I wish you all a very Merry Christmas! Hope the coming year is filled with health and happiness for you and yours.


----------



## botanique (Mar 23, 2005)

I wish you all warmth, kindness, and comfort. I hope the next year provides what you need to make your wishes come true. Thank you, CT family, for always being there. Cheers! Stevie


----------



## headless chicken (Apr 28, 2003)

Merry Christmas, Happy New Year, Happy Holidays too all.

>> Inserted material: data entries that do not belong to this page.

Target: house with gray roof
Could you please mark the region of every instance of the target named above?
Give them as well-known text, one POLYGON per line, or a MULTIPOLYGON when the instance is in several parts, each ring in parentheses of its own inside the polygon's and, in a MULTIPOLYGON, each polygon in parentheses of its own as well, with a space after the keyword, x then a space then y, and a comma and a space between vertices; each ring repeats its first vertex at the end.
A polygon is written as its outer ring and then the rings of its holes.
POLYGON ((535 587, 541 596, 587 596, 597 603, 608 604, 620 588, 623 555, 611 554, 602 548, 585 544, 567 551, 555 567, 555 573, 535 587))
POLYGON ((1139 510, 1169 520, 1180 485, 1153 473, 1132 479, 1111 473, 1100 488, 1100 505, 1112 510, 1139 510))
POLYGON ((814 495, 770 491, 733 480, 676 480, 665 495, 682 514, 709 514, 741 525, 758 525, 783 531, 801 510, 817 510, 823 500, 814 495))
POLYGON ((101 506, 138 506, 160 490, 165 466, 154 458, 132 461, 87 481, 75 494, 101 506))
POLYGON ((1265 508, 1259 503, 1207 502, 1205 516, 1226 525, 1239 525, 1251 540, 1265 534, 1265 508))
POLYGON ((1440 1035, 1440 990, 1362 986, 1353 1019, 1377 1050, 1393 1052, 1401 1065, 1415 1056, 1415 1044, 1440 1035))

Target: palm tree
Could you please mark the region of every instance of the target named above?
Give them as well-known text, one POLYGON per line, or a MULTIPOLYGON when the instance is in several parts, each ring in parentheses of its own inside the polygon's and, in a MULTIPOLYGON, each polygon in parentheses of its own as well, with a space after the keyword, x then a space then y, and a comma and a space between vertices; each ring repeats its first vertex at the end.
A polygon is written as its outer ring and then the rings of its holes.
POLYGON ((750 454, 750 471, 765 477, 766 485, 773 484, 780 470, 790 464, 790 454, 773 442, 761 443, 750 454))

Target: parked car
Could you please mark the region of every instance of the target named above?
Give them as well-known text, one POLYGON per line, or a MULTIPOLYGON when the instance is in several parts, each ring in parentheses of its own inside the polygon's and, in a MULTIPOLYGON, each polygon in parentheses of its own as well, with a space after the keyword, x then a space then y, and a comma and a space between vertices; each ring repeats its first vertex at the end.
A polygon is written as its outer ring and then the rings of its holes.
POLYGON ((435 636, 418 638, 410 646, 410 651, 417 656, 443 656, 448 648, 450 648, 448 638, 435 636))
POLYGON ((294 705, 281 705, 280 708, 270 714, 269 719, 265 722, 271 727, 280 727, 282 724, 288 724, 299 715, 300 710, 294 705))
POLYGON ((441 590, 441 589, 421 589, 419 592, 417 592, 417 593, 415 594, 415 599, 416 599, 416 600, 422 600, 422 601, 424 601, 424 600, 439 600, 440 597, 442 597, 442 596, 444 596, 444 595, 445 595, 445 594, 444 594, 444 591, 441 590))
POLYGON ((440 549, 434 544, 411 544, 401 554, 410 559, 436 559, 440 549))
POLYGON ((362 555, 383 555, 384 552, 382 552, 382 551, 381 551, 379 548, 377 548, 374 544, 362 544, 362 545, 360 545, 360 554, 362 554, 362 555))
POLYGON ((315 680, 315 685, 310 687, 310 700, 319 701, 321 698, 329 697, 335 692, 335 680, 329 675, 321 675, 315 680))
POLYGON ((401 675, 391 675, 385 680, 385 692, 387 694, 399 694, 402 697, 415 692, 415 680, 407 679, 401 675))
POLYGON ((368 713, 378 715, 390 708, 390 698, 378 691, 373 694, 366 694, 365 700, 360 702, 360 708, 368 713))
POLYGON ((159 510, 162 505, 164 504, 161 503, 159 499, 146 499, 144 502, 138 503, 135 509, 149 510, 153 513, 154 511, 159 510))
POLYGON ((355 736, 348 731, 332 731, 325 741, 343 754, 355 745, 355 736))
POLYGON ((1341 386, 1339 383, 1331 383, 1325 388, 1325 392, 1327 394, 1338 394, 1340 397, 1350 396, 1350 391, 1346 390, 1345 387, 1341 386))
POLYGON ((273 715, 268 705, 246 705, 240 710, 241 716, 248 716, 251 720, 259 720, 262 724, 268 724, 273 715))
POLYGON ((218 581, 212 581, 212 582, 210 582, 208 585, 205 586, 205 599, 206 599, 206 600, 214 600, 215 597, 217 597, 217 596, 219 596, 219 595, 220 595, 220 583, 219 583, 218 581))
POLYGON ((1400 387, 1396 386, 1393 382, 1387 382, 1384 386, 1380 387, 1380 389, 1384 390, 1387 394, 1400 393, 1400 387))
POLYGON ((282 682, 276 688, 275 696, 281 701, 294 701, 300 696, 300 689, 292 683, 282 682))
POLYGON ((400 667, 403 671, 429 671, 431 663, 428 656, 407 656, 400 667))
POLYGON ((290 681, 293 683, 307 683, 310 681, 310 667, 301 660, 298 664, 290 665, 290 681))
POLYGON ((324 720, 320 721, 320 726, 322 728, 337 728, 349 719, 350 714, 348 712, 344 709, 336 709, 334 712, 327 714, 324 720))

Party hard, eat lots, don't drink and drive.


----------



## salliem (Nov 3, 2006)

Wishing everyone here a very Merry Christmas & Happy New Year!:smiles:


----------



## oldschool1982 (Jun 27, 2006)




----------



## ghettoracingkid (Feb 19, 2007)

merry christmas all


----------



## nicko (Oct 5, 2001)

Merry Christmas!


----------



## deltadoc (Aug 15, 2004)

Yeah, Happy New Year too!

Just curious again, wasn't Nicko the girl that sang with Velvet Underground? How is it properly pronounced? Nick'-oh or neek'-oh? or? 

doc


----------



## gummy-bear (Oct 27, 2007)

Merry Holidays Everybody. 
So, how many cookbooks did everyone get this season?


----------



## chrose (Nov 20, 2000)

Sorry I'm so late to the party.......:beer: Too much Carolans, B&B, Port, Pomerol, etc. etc, etc.

Have a happy, happy and safe one everybody! Cheers to all! :beer::beer::beer:


----------



## cape chef (Jul 31, 2000)

You are always full of excuses for being late. Like a fine old Pomerol is an excuse :smiles:Well, maybe!!:beer:

Happy and healthy to all


----------